ALINK — An aspectual connection between two event instances is represented with ALINK. As with SLINK, this tag includes two event instance IDs, one that introduces the ALINK and one that is the event argument to that event. The introducing event has the class aspectual. Some possible relation types for ALINK are initiates, terminates, and continues.

Sources and Statistics

The AQUAINT TimeML corpus contains 73 articles from a variety of news reports. These particular sources were chosen because they offered text rich with temporal information both in the form of temporal expressions and events that could be anchored or ordered in time. The documents were taken from four topics from the TREC novelty track (see http://trec.nist.gov/tracks.html):

N16 Kenya Tanzania Embassy bombings
N19 Elian Gonzalez Cuba
N35 NATO, Poland, Czech Republic, Hungary
N45 Slepian abortion murder

The corpus contains about 35,000 tokens and some 16,000 tags were added (12,000 if we adjust for the redundancy introduced by the EVENT and MAKEINSTANCE tags). Some annotation statistics are printed in the table below:

  N16 N19 N35 N45 total

EVENT 765 2117 490 1060 4432
MAKEINSTANCE 765 2117 490 1060 4432
TIMEX3 115 253 83 154 605
SIGNAL 33 77 62 96 268
ALINK 11 39 13 8 71
SLINK 96 203 117 259 675
TLINK 1013 2788 516 1048 5365

Total tags 2798 7594 1771 3685 15848
Total tokens 7027 16242 3631 7254 34154
Documents 23 25 10 15 73

The data in N16, N19 and N45 contain only TimeML tags, the documents in N35 also contain document-level tags like DOCNO, HEADER, TEXT, and others.

Annotation Effort

Each article was annotated by one of three experienced annotators from Brandeis University or Georgetown University. All documents were then validated against version 1.2.1 of the TimeML Document Type Definition. Validity checking against the DTD was performed using the Perl XML::Checker::Parser module, available as part of XML-Checker-0.13 from www.cpan.org, using the validate.pl script.

It should be noted that although we validated all annotations, the AQUAINT TimeML corpus is not as mature as TimeBank 1.2. More specifically, we did not go through several rounds of annotation and annotation reviews. Also, neither TimeBank 1.2 nor the AQUAINT TimeML corpus have used dual annotation.

Inter-annotator agreement scores were not created for the AQUAINT TimeML corpus.
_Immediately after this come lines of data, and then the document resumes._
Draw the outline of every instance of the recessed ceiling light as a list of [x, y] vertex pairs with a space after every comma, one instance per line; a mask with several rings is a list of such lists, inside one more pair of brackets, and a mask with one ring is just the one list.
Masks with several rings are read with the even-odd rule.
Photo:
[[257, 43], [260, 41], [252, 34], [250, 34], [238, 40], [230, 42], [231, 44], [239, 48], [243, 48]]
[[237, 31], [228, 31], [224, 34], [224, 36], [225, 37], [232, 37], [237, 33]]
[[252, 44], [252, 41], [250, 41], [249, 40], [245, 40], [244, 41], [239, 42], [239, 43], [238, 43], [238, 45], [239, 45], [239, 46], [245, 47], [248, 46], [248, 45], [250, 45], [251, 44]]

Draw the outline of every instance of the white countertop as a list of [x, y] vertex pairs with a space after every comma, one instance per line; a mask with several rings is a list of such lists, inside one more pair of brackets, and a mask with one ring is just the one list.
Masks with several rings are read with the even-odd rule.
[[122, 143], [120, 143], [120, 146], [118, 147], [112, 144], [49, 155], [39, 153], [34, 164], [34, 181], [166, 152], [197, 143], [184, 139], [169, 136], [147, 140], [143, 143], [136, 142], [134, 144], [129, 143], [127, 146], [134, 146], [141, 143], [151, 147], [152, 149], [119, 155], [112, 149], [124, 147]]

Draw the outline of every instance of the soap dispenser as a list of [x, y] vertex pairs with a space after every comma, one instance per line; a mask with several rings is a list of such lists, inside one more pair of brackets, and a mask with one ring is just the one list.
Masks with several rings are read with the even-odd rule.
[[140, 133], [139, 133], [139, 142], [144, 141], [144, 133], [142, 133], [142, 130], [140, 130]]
Refer to the TimeBank 1.2 documentation for the IAA scores for TimeBank 1.2.

Contributors

The following people have contributed to the AQUAINT TimeML corpus:


Annotation Jenna Fernandes, Jessica Moszkowicz, Stephanie Poisson
Validation Seo-Hyun Im, Emin Mimaroglu, Jessica Moszkowicz, Hongyuan Qiu, Marc Verhagen
Other James Pustejovsky, Inderjeet Mani, Roser Saurí, Amber Stubbs, Marc Verhagen

The AQUAINT TimeML corpus was created as part of the TARSQI project which was funded under the ARDA/DTO AQUAINT program under grant number NBCH040027.

Contents of the Distribution

aquaint_timeml_1.0/data/

Contains the 73 annotated documents, grouped in four directories.

aquaint_timeml_1.0/doc/

This file plus the TimeML specifications and guidelines.

aquaint_timeml_1.0/validation/

Contains two versions of the DTD and the Perl script used for validation.

Contact

Please contact us at timebank@timeml.org if you have any questions or remarks.

Copyright Notice

Creative Commons License

The annotations in this data collection are copyrighted by Brandeis University and are released under a Creative Commons Attribution-Noncommercial-Share Alike 3.0 United States License.

Note: The textual news documents annotated in this corpus have been collected from a wide range of sources and are not copyrighted by Brandeis University. The user acknowledges that the use of these news documents is restricted to research and academic purposes only.